And now, in the English House of Commons, there were men who doubted and sneered about these things—who held an Afridi life dearer than an English one—who cared nothing for the historic task, who would let India go to-morrow without a pang!
Misguided recreants! But Mrs. Colwood, looking on, could only feel that had they never played their impish part, the winter afternoon for these two companions of hers would have been infinitely less agreeable.
For certainly denunication and argument became Diana—all the more that she was no “female franzy” who must have all the best of the talk; she listened—she evoked—she drew on, and drew out. Mrs. Colwood was secretly sure that this very modest and ordinarily stupid young man had never talked so well before, that his mother would have been astonished could she have beheld him. What had come to the young women of this generation! Their grandmothers cared for politics only so far as they advanced the fortunes of their lords—otherwise what was Hecuba to them, or they to Hecuba? But these women have minds for the impersonal. Diana was not talking to make an effect on Captain Roughsedge—that was the strange part of it. Hundreds of women can make politics serve the primitive woman’s game; the “come hither in the ee” can use that weapon as well as any other. But here was an intellectual, a patriotic passion, veritable, genuine, not feigned.

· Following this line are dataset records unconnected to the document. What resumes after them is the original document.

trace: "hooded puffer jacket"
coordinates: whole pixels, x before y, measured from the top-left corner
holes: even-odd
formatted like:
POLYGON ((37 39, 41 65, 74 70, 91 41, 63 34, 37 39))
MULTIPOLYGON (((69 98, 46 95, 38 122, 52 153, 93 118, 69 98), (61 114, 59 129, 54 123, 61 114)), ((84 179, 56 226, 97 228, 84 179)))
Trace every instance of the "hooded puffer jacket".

Well!—the spectator admitted it—unwillingly—so long as the debater, the orator, were still desirable, still lovely. She stole a glance at Captain Roughsedge. Was he, too, so unconscious of sex, of opportunity? Ah! that she doubted! The young man played his part stoutly; flung back the ball without a break; but there were glances, and movements and expressions, which to this shrewd feminine eye appeared to betray what no scrutiny could detect in Diana—a pleasure within a pleasure, and thoughts behind thoughts. At any rate, he prolonged the walk as long as it could be prolonged; he accompanied them to the very door of their carriage, and would have delayed them there but that Diana looked at her watch in dismay.
“You’ll hear plenty of that sort of stuff to-night!” he said, as he helped them to their wraps. “‘Perish India!’ and all the rest of it. All they’ll mind at Tallyn will be that the Afridis haven’t killed a few more Britishers.”
Diana gave him a rather grave smile and bow as the carriage drove on. Mrs. Colwood wondered whether the Captain’s last remark had somehow offended her companion. But Miss Mallory made no reference to it. Instead, she began to give her companion some preliminary information as to the party they were likely to find at Tallyn.